No, really, this is not a joke designed to satirise the leftist, identity politics lunacy which has afflicted so much of the US entertainment industry. This is what has actually happened to the superheroes of those two iconic imprints Marvel and DC Comics. Their characters have all been updated to make them relevant in a more diverse, gender–fluid age where, as rebel comic-books publisher Vox Day puts it, ‘all the princesses know kung fu and none of them need rescuing’.
Except, of course, the demographic that mainly buys comics — young white males — isn’t much interested in having its consciousness raised. It wants strong storylines with memorable characters, like Spider-Man (now Latino) and Punisher (now trans-gender) used to be before the social justice warriors took over the comics industry. Sure enough, the drop in sales reflects this. In 2016, the total annual sales of the top 300 selling comics in the USA was nearly 90 million; the next year it had fallen below 80 million; this year it may well drop by ten million more.
‘What we heard was that people didn’t want any more diversity. They didn’t want female characters out there… anything that was not a core Marvel character, people were turning their nose against,’ Marvel’s VP of sales made the mistake of admitting last year. In the furore that followed he was then sent out to say the precise opposite —that he was ‘proud and excited’ about all the ‘unique characters that reflect new voices’ in the Marvel universe. Well of course. He had a job to keep.
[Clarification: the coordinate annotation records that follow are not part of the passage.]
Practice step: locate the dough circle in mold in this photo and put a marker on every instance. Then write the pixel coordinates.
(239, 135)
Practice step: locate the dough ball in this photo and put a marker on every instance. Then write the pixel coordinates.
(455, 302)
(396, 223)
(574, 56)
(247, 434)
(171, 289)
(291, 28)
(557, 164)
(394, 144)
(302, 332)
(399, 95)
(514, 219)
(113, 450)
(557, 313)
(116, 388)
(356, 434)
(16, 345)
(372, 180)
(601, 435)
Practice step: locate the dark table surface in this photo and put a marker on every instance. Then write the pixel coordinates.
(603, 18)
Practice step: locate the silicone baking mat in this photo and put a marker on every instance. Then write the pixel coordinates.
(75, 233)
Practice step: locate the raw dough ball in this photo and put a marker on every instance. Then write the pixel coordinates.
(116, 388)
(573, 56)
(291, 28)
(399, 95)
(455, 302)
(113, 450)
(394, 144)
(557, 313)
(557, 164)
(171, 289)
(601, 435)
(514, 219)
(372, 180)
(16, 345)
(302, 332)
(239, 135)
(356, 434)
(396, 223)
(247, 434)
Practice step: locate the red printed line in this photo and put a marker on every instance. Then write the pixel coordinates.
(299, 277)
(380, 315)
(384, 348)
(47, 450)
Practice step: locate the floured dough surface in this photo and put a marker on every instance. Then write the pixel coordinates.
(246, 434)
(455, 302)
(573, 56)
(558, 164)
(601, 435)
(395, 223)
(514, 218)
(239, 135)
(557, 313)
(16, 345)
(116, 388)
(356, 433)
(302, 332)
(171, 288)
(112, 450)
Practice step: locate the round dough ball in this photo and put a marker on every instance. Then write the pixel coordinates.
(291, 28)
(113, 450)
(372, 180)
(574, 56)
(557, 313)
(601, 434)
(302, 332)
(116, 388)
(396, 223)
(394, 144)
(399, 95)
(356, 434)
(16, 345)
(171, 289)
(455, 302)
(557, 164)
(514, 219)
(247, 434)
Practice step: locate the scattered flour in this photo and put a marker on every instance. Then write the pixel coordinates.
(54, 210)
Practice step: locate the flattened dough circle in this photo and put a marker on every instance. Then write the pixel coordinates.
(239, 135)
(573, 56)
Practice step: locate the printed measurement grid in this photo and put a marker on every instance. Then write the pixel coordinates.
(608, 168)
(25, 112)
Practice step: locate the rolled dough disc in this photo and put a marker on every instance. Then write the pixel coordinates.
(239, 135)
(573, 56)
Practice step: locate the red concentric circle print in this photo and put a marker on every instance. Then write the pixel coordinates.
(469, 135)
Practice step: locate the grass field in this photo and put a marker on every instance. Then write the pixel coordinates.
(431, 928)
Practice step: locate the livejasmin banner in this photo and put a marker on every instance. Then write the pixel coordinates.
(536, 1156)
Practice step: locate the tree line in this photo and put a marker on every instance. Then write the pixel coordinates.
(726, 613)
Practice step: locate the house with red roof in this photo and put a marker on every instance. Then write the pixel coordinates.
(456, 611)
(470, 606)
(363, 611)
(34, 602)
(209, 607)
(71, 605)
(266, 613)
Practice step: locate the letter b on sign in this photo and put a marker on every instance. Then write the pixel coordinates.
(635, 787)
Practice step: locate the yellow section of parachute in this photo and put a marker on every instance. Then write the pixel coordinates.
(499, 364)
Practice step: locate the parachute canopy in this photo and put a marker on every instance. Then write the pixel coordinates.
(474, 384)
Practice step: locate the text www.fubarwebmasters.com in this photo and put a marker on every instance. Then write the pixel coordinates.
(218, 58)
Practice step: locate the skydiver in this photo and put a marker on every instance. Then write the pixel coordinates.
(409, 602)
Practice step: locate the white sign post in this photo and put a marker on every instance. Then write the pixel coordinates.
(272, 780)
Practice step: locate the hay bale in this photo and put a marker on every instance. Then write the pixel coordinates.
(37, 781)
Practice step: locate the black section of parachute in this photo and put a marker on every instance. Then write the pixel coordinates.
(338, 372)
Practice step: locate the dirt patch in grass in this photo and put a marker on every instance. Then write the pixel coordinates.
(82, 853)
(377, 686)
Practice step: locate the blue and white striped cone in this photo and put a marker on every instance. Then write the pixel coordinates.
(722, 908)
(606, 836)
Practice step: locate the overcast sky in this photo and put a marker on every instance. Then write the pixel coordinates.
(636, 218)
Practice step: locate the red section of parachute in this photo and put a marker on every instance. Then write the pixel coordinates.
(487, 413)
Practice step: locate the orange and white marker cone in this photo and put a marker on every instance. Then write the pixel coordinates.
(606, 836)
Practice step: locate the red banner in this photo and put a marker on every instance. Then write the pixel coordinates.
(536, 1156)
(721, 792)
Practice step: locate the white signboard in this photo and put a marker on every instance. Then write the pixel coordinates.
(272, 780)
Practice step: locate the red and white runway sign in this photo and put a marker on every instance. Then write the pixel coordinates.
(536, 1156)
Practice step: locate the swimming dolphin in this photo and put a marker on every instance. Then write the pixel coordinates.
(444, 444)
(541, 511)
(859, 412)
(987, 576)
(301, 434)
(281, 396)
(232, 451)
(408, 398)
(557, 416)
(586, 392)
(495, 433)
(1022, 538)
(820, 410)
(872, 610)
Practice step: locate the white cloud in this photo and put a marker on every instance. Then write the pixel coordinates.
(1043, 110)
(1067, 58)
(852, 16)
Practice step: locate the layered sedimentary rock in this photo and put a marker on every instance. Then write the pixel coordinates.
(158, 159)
At this point you might be wondering: if diversity is box-office poison, what about Black Panther — which, having grossed nearly $2 billion worldwide, is now the biggest superhero movie of all the time — whose heroes are mostly black? But the mistake, there, is to confuse the very well-put–together film and its all-star cast with the somewhat lacklustre comic (created in the 1960s by Stan Lee, author of Spider-Man but more recently handed on to the feted but worthy Ta-Nehisi Coates). The film flew, the comic bombed, something which has become true pretty much across the board for Marvel and DC. Increasingly, they depend for their profits not on comic sales, but by exploiting the IP of all their older, classic characters (who remain largely white, male and unreconstructed in the movies).
Almost inevitably, this hideous PC takeover (see also: Gamergate, the video games version) has been christened Comicsgate. If you’re not American or you’re not into comics you may feel disinclined to care. But you should, for comics are yet another theatre in the much wider culture wars being waged by the militant left. Free speech, people’s livelihoods and what ought to be the most basic criterion of all art — the pursuit of excellence — are under threat. Talented comic writers and artists deemed insufficiently woke (i.e. left-wing) have been hounded out of work. Comic-book readers have been treated as if they don’t matter.
One of the miseries inflicted on them is that female characters have got less slim and attractive to discourage any unhealthy objectification. Happily this has created opportunities for upstart independents who can’t abide these new rules. One Jawbreakers (not avowedly political: just pure, escapist entertainment from a team including disgruntled Marvel artists and colourists) has already raised more than $300,000 from its crowdfunded launch on IndieGoGo, sending it near the top of the graphic novel charts.
Another Alt Hero, which launches in print this week after a similarly successful crowdfunding campaign, is attracting interest from the movie industry. One of its heroines, Rebel, is a superhero Southern girl who always seems to be losing part of her skimpy, deeply un-PC Confederate flag-themed costume. Not all the US electorate voted Hillary. Good to see at least some parts of the entertainment industry slowly waking up to the fact.